Posted: Mon., Jan. 17, 2005, 10:00pm PT

Putting his own bucks into 'Bones'

Jackson going into his own pockets

Peter Jackson
Jackson

Peter Jackson and partner Fran Walsh have put up their own coin to option film rights to the Alice Sebold novel "The Lovely Bones" in an unusual development plan that will exclude studio financing until the script is finished.

Rights were acquired from FilmFour, the movie arm of British broadcaster Channel 4, which will still serve as Jackson and Walsh's partner in developing the project.

Project is the follow-up to Jackson's "King Kong."

Jackson, Walsh and Philippa Boyens will begin next January adapting the book as a spec script for a movie that likely won't be ready for release until fall 2007.

Jackson's manager Ken Kamins and FilmFour won't entertain distribution or financing possibilities until the script is done and the movie is budgeted, a process that should be complete around May 2006.

Jackson will produce the pic with Jan Blenkin, Caro Cunningham and Aimee Peyronnet.

The spec strategy will allow Jackson and Walsh to operate without a studio deadline, something they said they've labored under for as long as they can remember.

"We've woken up every single morning for the past six years with people at studios awaiting a script or a cut of a film," Jackson said. "We want time to discover what this film is. Writing on spec, budgeting and getting ourselves organized before we go to studios was preferable to finishing 'Kong' and then facing another deadline 12 weeks later." "King Kong" opens Dec. 14.

Though "The Lovely Bones" is not on the order of a major fantasy trilogy, Jackson said the book has its own complexities. It was passed on by studios when first shopped; the book opens with the revelation that 14-year old narrator and main character Susie Salmon was raped and murdered. From heaven, she watches how the people left behind handle her tragedy.

Jackson and Walsh, eager to make a small-canvas movie like his early hit "Heavenly Creatures," sparked to it immediately.

"It's the best kind of fantasy in that it has a lot to say about the real world," Jackson said. "You have an experience when you read the book that is unlike any other. I don't want the tone or the mood to be different or lost in the film."

The most perplexing problem, said Jackson, is how to convey Susie in heaven.

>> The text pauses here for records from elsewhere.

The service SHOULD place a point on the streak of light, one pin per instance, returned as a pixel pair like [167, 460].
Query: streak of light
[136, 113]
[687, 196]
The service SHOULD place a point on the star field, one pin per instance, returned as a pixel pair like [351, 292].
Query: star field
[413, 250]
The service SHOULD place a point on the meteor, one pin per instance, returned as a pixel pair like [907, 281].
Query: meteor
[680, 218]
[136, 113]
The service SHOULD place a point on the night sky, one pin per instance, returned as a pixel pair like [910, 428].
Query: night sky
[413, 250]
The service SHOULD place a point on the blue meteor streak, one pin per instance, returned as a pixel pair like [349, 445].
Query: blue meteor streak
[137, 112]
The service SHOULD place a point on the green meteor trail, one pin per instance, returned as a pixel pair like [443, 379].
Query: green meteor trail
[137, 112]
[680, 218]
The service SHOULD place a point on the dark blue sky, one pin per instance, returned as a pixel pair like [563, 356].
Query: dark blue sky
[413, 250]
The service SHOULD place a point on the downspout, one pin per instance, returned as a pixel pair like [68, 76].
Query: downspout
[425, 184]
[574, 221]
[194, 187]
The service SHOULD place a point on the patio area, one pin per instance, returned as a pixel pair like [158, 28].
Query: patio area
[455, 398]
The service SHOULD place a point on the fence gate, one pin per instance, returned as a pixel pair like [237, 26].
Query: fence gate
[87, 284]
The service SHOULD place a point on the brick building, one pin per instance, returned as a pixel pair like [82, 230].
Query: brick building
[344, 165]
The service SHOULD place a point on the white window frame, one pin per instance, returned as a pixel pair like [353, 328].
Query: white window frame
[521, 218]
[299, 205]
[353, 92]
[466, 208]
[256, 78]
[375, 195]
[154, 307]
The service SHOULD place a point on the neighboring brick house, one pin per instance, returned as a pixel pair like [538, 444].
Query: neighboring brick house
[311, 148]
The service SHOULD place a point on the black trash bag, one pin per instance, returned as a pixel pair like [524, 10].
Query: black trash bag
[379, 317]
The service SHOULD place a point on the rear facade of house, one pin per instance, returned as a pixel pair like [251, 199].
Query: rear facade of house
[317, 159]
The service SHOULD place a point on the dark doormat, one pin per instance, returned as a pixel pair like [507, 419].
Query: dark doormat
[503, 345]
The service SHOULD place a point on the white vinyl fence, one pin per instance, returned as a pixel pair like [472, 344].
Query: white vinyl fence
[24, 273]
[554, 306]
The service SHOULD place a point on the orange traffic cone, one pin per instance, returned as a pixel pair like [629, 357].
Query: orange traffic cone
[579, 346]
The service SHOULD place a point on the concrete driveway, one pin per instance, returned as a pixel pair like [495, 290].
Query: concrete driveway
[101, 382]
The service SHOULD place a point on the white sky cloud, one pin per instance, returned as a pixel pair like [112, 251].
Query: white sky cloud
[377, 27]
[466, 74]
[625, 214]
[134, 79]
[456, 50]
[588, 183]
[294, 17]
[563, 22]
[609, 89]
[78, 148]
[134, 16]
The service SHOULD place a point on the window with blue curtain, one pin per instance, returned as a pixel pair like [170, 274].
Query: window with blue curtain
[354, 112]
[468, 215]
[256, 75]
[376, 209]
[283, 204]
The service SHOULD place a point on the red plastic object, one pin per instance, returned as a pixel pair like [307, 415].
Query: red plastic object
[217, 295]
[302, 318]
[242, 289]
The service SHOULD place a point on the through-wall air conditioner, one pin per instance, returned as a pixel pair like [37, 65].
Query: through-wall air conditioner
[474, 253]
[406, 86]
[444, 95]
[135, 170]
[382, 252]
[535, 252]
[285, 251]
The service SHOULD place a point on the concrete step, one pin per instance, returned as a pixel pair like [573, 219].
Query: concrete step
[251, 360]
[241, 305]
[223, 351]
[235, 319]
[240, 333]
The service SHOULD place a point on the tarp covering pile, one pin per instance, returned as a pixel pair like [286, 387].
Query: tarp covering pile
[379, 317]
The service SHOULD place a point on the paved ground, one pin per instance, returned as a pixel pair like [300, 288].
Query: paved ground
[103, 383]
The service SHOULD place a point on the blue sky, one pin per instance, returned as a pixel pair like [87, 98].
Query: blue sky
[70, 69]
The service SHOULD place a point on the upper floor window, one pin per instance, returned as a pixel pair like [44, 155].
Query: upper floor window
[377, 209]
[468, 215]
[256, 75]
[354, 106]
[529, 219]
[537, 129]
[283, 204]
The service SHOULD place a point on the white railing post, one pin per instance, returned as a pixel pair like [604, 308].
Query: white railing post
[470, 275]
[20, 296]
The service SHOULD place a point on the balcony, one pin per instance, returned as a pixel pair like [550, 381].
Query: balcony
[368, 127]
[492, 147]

"It's cleverly not described that well in the book, because Alice wanted your imagination to do the work and decide what Susie's heaven looks and feels like," Jackson said. "We will have to show something on film. It has to be somehow ethereal and emotional, but it can't be hokey."

When Jackson's interest was first revealed (Daily Variety, April 23), the book became a hot property. Kamins said Jackson and FilmFour's Tessa Ross agreed early on not to take any of the ensuing offers that were made. (Lynne Ramsay had done an earlier script and had been attached to direct for FilmFour.)

"We have heard from every major studio and American independent, every major independent in every significant territory throughout the world -- and every fund," Kamins said.

Aside from creative control, the strategy alleviates any worry that studio management might have changed by the time the picture is released, almost three years from now.

"We didn't want to be in the position where we set up the project and ended up with different executives who might not feel as passionate about the material as those who bought it," Kamins said. "Writing and budgeting on spec really gives Peter, Fran and FilmFour a great chance to survey the distribution marketplace and decide what is best, closer to the time of actual production."